Blanca Varela (1926-2009) pertenece por edad a la Generación del 50 peruana, esa en la que podemos encontrar entre otros a J. E. Eielson, J. Sologuren y S. Salazar Bondy. Correlativa, por tanto, a la española de los Gil de Biedma, Goytisolo, Valente, González, Brines...
Su poesía no es precisamente celebratoria ni luminosa, antes bien, el dolor, la soledad, el deterioro del cuerpo, el paso del tiempo, estos temas tantas veces señalados por la crítica, están tratados en un tono existencialista y sin concesiones al lado más bondadoso de la vida. El concepto predomina sobre el objeto sensible, y la reflexión sobre la impresión. Octavio Paz y el París de los años 50 tuvieron gran influencia en su obra.
Allí entabla relación con los surrealistas, con de Beauvoir, Sartre, Michaux, Giacometti, Léger y, por supuesto, con Octavio Paz, quien dejó plasmado el ambiente del grupo en el prólogo que redactó para el primer libro de la poeta, Ese puerto existe: No creíamos en el arte.
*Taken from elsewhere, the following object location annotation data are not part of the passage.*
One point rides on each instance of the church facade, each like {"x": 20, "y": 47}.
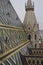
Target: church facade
{"x": 31, "y": 25}
{"x": 19, "y": 42}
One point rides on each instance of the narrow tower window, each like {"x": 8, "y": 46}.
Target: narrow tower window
{"x": 35, "y": 37}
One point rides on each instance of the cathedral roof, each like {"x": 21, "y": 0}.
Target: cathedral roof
{"x": 8, "y": 14}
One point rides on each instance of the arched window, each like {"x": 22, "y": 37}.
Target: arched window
{"x": 35, "y": 37}
{"x": 37, "y": 61}
{"x": 35, "y": 45}
{"x": 33, "y": 62}
{"x": 29, "y": 61}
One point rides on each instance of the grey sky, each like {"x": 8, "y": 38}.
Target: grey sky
{"x": 19, "y": 6}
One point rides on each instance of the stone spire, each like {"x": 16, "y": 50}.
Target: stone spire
{"x": 29, "y": 5}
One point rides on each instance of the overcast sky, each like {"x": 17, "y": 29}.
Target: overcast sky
{"x": 19, "y": 6}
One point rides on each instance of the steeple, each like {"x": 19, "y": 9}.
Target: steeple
{"x": 29, "y": 6}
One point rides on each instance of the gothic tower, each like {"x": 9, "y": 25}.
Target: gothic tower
{"x": 30, "y": 24}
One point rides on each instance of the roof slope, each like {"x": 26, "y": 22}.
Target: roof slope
{"x": 8, "y": 14}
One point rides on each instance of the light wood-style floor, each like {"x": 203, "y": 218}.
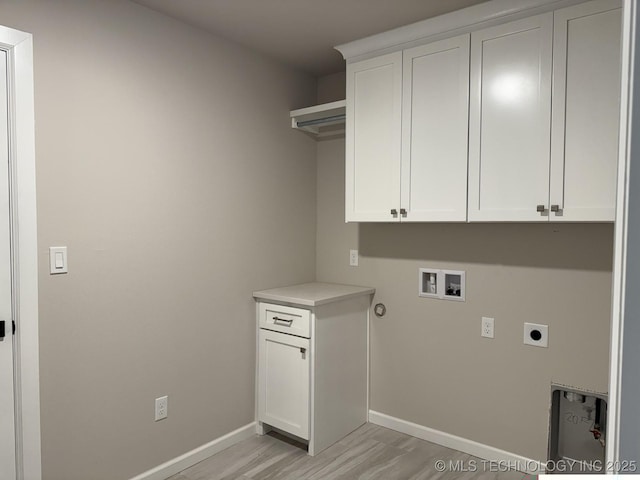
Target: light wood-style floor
{"x": 371, "y": 452}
Pero creíamos en la eficacia de la palabra, en el poder del signo. El poema o el cuadro eran exorcismos, conjuros contra el desierto, conjuros contra el ruido, la nada, el bostezo, el claxon, la bomba. Escribir era defenderse, defender la vida. La poesía era un acto de legítima defensa (...) En aquellos días todos cantamos. Y entre esos cantos, el canto solitario de una muchacha peruana: Blanca Varela. El más secreto y tímido, el más natural.
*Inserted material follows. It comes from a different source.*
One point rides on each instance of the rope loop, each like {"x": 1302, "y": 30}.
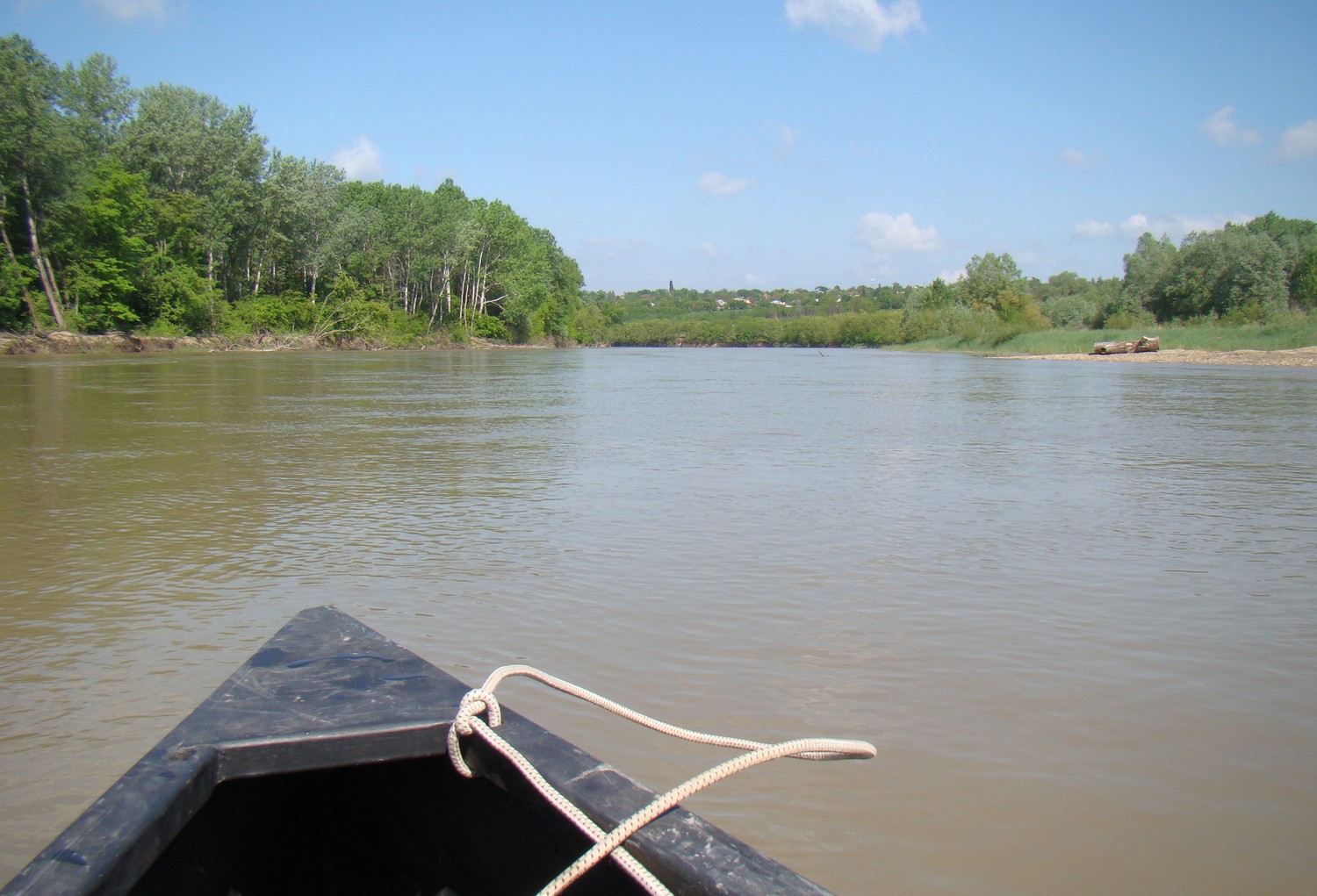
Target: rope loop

Tal vez uno de los poemas más representativos de su forma de hacer y de plasmar su punto punto de vista sea "Conversaciones con Simone Weil". Conviene recordar que la pensadora francesa era de origen judío laico, aunque pronto se adhirió a la tradición espiritual cristiana tamizada por el humanismo griego. Weil, por tanto, estaba convencida de la capacidad humana para explicar y decir el mundo; Varela, en cambio, participa del escepticismo de la época.